It has not, however, been the ambition of these remarks to account for everything, and I have arrived at the end without even pointing to the grounds on which Emerson justifies the honours of biography, discussion and illustration. I have assumed his importance and continuance, and shall probably not be gainsaid by those who read him. Those who do not will hardly rub him out. Such a book as Mr. Cabot’s subjects a reputation to a test—leads people to look it over and hold it up to the light, to see whether it is worth keeping in use or even putting away in a cabinet. Such a revision of Emerson has no relegating consequences. The result of it is once more the impression that he serves and will not wear{32} out, and that indeed we cannot afford to drop him. His instrument makes him precious. He did something better than any one else; he had a particular faculty, which has not been surpassed, for speaking to the soul in a voice of direction and authority. There have been many spiritual voices appealing, consoling, reassuring, exhorting, or even denouncing and terrifying, but none has had just that firmness and just that purity. It penetrates further, it seems to go back to the roots of our feelings, to where conduct and manhood begin; and moreover, to us to-day, there is something in it that says that it is connected somehow with the virtue of the world, has wrought and achieved, lived in thousands of minds, produced a mass of character and life. And there is this further sign of Emerson’s singular power, that he is a striking exception to the general rule that writings live in the last resort by their form; that they owe a large part of their fortune to the art with which they have been composed. It is hardly too much, or too little, to say of Emerson’s writings in general that they were not composed at all. Many and many things are beautifully said; he had felicities, inspirations, unforgettable phrases; he had frequently an exquisite eloquence.

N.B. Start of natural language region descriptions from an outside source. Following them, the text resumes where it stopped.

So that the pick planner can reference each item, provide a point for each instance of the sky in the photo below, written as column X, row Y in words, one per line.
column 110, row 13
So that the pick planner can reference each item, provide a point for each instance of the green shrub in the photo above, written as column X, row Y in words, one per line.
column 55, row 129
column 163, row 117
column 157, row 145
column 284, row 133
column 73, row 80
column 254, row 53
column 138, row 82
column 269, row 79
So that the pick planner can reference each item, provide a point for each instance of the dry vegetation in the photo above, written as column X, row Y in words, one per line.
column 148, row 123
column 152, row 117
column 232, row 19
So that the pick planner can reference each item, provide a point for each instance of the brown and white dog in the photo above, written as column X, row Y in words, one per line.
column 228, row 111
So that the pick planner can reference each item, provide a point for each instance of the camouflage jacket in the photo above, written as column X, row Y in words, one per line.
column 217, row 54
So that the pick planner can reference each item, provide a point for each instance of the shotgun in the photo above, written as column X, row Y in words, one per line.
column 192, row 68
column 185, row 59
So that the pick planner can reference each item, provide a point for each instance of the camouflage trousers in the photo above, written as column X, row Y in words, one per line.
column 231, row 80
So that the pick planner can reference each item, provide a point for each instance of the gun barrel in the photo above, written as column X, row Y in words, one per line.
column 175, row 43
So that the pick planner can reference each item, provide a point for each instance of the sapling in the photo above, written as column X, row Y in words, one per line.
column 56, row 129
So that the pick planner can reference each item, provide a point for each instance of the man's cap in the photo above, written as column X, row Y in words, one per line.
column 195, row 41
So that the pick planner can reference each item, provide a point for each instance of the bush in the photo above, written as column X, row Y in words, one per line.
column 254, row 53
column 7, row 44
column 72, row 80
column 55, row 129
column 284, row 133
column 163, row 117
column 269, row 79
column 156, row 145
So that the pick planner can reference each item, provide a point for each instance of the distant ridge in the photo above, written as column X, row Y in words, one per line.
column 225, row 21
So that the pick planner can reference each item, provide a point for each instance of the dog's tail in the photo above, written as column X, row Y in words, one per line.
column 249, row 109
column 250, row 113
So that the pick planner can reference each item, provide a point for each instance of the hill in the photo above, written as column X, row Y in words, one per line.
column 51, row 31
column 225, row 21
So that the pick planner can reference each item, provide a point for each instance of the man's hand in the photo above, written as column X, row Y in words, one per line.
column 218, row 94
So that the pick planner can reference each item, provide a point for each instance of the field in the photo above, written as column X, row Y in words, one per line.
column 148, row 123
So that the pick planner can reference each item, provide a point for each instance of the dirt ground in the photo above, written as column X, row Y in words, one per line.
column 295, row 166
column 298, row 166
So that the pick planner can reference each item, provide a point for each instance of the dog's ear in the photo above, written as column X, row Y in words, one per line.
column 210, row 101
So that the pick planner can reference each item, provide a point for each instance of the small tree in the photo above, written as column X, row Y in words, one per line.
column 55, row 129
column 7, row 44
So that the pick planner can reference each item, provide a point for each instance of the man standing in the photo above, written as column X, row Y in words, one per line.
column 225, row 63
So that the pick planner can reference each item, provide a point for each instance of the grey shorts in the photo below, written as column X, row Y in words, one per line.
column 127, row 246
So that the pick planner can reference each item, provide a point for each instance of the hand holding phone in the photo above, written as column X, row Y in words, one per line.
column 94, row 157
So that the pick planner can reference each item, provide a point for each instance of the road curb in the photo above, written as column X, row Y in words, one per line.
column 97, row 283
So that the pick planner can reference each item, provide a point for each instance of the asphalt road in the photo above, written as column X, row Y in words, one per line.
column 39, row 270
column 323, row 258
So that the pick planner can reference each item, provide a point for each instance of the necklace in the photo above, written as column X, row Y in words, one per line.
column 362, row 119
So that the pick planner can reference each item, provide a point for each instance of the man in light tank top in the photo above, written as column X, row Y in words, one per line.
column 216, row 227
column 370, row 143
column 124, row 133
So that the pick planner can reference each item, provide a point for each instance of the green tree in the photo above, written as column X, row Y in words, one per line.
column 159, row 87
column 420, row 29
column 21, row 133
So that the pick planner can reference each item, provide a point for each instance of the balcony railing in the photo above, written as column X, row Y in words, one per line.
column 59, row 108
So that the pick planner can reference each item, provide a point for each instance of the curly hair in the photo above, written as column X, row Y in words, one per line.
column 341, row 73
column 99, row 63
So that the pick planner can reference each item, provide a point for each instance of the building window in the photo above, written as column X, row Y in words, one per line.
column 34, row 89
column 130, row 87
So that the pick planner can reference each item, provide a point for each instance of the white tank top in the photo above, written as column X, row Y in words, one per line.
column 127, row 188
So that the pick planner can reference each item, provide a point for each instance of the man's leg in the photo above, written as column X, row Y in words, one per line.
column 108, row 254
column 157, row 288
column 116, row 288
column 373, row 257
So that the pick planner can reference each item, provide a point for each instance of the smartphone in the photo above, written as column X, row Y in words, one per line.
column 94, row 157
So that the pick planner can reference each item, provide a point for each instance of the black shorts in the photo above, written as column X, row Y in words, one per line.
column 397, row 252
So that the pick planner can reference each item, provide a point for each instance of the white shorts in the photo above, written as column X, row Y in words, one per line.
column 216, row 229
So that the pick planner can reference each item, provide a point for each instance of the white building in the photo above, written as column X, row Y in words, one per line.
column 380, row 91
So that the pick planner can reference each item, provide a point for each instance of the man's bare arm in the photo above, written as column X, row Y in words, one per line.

“O my friends, there are resources in us on which we have not yet drawn. There are men who rise refreshed on hearing a threat; men to whom a crisis which intimidates and paralyses the majority—demanding not the faculties of prudence and thrift, but comprehension, immovableness, the readiness of sacrifice, come graceful and beloved as a bride.... But these{33} are heights that we can scarce look up to and remember without contrition and shame. Let us thank God that such things exist.”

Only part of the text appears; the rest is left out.